The Clean Fuels Ohio office in downtown Columbus sits near a retired coal plant, railroad tracks that carry crude oil and coal across the country, and an original manufacturing plant for Electric Vehicles (EVs). In our office hang two old timey posters advertising the benefits of the “Columbus Electric Buggy”, a relic of past industry. As Clean Fuels Ohio assisted the City of Columbus in developing the Smart Columbus application and workplan, I often reflected on the organization’s current role in the advancement of alternative fuels and efficiency technologies, and the impact alternative fuels have had in Central Ohio for decades. In order to examine the city’s place in EV lore, let’s take some inspiration from the 1985 film Back to the Future, and travel back a few decades.
Electric Vehicles are often heralded as objects of the future: advocates regularly hail the Nissan Leaf, Tesla Model S, and Chevy Bolt as the harbinger of a cleaner, modern transportation sector. In reality, electric vehicles have been around since the 19th century, before even the Model T. In fact, Columbus Ohio played a large role in the development and deployment of EVs during the advent of automobiles. In the late 1800s, Columbus was known as the “Buggy Capital of the World”, so recognized for its role in manufacturing carriages and automobiles. Clinton Firestone and Oscar Peters helped found the Columbus Buggy Company, known for producing a buggy every 8 minutes. At one point, the company claimed that one in every 5 buggies used in the United States was produced in Columbus.
By the early 1900s, the Columbus Buggy Company employed over 1200 people, originally producing horse propelled carriages and ultimately making automobiles powered by both gasoline and electric. The company built its plant near what is now Huntington Park in Columbus, right down the street from the Clean Fuels Ohio office. The 1903 Columbus Electric provided a range of 70 miles per charge at a then-competitive top speed of 21 miles per hour.
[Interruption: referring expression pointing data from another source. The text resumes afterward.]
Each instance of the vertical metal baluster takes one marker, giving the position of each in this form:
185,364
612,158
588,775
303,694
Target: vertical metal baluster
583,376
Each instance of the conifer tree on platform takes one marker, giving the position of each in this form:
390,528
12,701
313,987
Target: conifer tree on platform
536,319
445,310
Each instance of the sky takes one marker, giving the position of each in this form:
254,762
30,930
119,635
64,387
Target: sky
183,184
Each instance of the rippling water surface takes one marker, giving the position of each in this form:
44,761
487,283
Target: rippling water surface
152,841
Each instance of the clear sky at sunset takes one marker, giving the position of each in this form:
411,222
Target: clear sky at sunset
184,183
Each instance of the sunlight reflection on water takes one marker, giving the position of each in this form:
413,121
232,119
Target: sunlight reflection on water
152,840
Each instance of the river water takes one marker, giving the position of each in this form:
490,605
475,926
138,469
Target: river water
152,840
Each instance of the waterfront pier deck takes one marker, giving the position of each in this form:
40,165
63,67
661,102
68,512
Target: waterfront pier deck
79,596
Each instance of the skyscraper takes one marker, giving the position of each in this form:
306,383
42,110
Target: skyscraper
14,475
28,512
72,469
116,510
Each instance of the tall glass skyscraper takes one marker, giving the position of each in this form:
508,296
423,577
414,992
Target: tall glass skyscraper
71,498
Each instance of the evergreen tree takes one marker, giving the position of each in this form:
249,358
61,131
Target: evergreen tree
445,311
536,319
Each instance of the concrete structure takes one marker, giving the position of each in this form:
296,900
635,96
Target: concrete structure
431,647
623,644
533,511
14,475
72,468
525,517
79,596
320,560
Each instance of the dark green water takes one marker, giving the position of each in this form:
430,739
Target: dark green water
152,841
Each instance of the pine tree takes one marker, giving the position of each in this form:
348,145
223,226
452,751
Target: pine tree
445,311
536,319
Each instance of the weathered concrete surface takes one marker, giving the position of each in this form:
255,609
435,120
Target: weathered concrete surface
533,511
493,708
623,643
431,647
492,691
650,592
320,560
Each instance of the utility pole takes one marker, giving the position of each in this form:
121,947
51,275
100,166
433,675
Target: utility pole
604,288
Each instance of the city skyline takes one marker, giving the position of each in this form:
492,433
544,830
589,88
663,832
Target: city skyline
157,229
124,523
Advertisements touted the Columbus EVs as “noiseless, odorless, and clean running”. These facts remain true today, as we look at the emissions reductions and environmental benefits EVs provide.
Eventually, gasoline vehicles beat out EVs due to manufacturing improvements, the success of Henry Ford’s assembly line, and the invention of the electric self starter by Charles Kettering of Dayton, Ohio. The Great Flood of 1913 in Columbus finished off the company, ruining the plant and destroying most of its records. Presently, the “Buggyworks” building houses office space and condominiums.
As the Smart Columbus program seeks to advance consumer adoption, charging infrastructure, and fleet usage of electric vehicles, what better way to embrace the future than looking back to the past? In the slightly modified words of Doc Brown, “Gas? Where we’re going, we won’t need gas!”